= Velho Rajota =

Na década de setenta, morávamos, eu e a minha família, em Patos de Minas.

Meu pai escrevia artigos em vários jornais do país, inclusive jornais local. Raimundo Jose Tavares, (Rajota) como ele era conhecido. Trabalhava a anos no IBGE onde veio a se aposentar.

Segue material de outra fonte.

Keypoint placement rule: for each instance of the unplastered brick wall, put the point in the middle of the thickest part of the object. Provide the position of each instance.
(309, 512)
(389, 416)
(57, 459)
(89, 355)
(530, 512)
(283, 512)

Era ele um autodidata, escrevia crônicas, artigos, poesias e tudo que vinha em sua cabeça. Fora professor de português, frances e latim. Como seu filho e amigo, eu era (e sou) o seu fã, alias eu e toda a nossa família. Certa vez, ele foi procurado por um senhor, simples da zona rural, que fez a ele o seu desabafo. Disse ele: _O senhor que é o “Rajota”? _ Sim senhor; -respondeu pai. _Em que posso ser-lhe útil? _Me disseram que o senhor escreve, com grande credibilidade, no jornal, é certo? _ Modestamente. _ Bom, o meu caso é o seguinte, levei a minha filha, uma criancinha, ao hospital, não sei se por desamor ou desinteresse, deixaram ela sem atendimento e ela sofreu muito. (Não sei dizer ao certo se ela veio a morrer acho que sim). _Meu pai ficou indignado, tratou logo de escrever um artigo onde narrava aquele repugnante fato. Acabou de escrever, usando de toda a verdade que ele ouvira, pediu para aquele pai, com razão, revoltado, para que aprovasse e se fosse exato aquela narrativa, que assinasse junto a ele, assim repartiriam a responsabilidade. Ele leu, aprovou e assinou. No dia seguinte o artigo já era tema de repudio da sociedade. Os médicos se revoltaram, fizeram uma reunião extraordinária, e decidiram, unanimemente, a escrever uma carta para o meu velho e corajoso pai, ameaçando-o de morte. Nesta época trabalhávamos juntos, eu estava desenvolvendo um trabalho de pesquisa para o IBGE (PENAD). Era hora de almoço quando chegamos em casa, minha mãe estava nervosa e assustada. Ela sem pensar, foi logo falando: _Veja onde você foi mexer, olha a carta que os médicos mandaram, já te disse para não ficar remexendo nestas coisa, e agora o que faremos? _ Meu pai calmamente, abriu a carta e a degustou, deu uma enorme gargalhada e disse: _Que isto velha, não precisa se apavorar, cão que ladra não morde. _ Nesta carta estava uma ameaça de morte caso ele não se retratasse. Acho que nunca vi meu pai tão feliz! Parecia que havia ganhado um presente. Usando de sua enorme inteligência, pegou a carta, transcreveu-a na integra na edição seguinte, em baixo fez um breve comentário: _ Fiquei muito triste por ter recebido esta carta, pois quem a escreveu foram médicos, doutores de grande estudo, fiquei deveras triste, por receber uma carta com tantos erros de português.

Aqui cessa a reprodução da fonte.